Mordí el interior de mis mejillas, me acerqué y besé su frente.
—Saldrás de esto, encontraremos un donador—susurré en su oído.
—Escuché que...el límite era hoy—tosió—No sé... si... Pase la noche.
Entonces mi beso contra su frente se hizo más fuerte y mis lágrimas salieron sin control.
Si realmente existía un Dios, ¿por qué permitía todo esto?.
¿Por qué darle la vida a alguien que sólo vendrá a sufrir?, ¿por qué no acabar su sufrimiento de otra manera?.

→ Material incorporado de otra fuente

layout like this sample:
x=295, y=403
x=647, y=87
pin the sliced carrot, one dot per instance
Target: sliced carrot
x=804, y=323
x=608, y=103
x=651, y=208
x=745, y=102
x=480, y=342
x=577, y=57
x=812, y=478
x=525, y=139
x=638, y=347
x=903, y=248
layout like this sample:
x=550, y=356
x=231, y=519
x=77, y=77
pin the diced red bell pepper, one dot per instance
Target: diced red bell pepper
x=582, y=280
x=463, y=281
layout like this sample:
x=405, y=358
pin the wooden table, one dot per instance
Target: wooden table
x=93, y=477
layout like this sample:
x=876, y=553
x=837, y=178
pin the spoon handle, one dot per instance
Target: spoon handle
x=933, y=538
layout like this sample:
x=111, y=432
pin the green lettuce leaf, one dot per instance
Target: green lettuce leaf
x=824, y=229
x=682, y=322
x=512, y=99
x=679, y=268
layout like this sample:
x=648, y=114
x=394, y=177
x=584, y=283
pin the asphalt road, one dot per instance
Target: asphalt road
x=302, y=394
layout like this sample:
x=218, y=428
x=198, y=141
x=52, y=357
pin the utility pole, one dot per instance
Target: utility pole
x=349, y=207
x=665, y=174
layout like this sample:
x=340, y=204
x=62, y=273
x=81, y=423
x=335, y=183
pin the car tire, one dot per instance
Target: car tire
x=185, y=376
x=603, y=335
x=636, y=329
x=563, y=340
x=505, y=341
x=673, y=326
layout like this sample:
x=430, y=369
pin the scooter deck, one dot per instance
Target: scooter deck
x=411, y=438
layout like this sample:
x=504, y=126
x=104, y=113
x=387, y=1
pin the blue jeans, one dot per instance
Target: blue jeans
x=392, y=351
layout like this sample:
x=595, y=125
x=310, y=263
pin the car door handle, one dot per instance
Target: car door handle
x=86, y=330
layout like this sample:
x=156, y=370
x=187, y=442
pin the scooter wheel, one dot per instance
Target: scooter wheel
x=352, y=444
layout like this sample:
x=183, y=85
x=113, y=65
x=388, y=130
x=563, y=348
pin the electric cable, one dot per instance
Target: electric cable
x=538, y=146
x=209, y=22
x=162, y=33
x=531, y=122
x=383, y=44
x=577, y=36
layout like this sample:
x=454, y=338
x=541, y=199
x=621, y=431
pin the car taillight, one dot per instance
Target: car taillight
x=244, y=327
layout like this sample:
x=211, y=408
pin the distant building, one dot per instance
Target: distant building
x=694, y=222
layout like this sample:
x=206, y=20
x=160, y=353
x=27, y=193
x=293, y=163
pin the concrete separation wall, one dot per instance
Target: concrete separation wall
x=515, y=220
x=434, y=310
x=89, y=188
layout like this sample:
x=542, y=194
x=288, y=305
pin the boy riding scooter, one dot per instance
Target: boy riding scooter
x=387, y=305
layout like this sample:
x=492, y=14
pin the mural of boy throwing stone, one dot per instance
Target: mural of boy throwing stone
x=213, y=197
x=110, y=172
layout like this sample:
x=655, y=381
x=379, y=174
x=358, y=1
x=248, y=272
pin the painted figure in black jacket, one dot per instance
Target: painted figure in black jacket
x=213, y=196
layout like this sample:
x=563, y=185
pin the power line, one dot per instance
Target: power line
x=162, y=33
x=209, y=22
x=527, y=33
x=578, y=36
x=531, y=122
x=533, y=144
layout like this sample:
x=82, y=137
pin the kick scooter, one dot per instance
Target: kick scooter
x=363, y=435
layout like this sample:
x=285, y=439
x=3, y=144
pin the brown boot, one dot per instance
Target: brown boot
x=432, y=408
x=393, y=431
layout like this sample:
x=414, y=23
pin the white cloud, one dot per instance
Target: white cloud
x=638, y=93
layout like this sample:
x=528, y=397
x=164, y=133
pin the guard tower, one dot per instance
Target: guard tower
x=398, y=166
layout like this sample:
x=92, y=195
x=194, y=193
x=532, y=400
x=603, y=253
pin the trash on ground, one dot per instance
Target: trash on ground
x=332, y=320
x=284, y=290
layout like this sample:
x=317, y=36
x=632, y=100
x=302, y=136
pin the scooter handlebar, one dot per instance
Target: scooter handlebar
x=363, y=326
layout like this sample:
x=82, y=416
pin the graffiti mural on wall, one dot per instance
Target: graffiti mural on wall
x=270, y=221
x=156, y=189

Pero a veces, no siempre tenemos la oportunidad de vivir realmente, aunque estemos respirando y nos palpite el corazón.
—Gian...—su voz se escuchaba en un suspiro—no puedo respirar...
Me alejé rápidamente, aquella máquina que mostraba sus signos vitales comenzaba a sonar de una manera extraña, una manera más lenta.
Salí corriendo y empecé a gritar que por favor la ayudaran. El doctor junto con unas enfermeras estaban cerca y rápidamente entraron, cerraron la puerta y no supe más.
Me derrumbé en el suelo y comencé a llorar, no podía creer que había perdido a Aleeza. Ella tenía razón, si existía infierno, estábamos ardiendo en él.
Unos brazos me levantaron y me atrajeron hacia esa persona.
—Lo siento—susurró Aldair—no sabes cómo lo siento—dijo mientras su voz se quebraba cada vez más.
Una hora después el doctor salió.
—Es mejor que se despidan de una vez.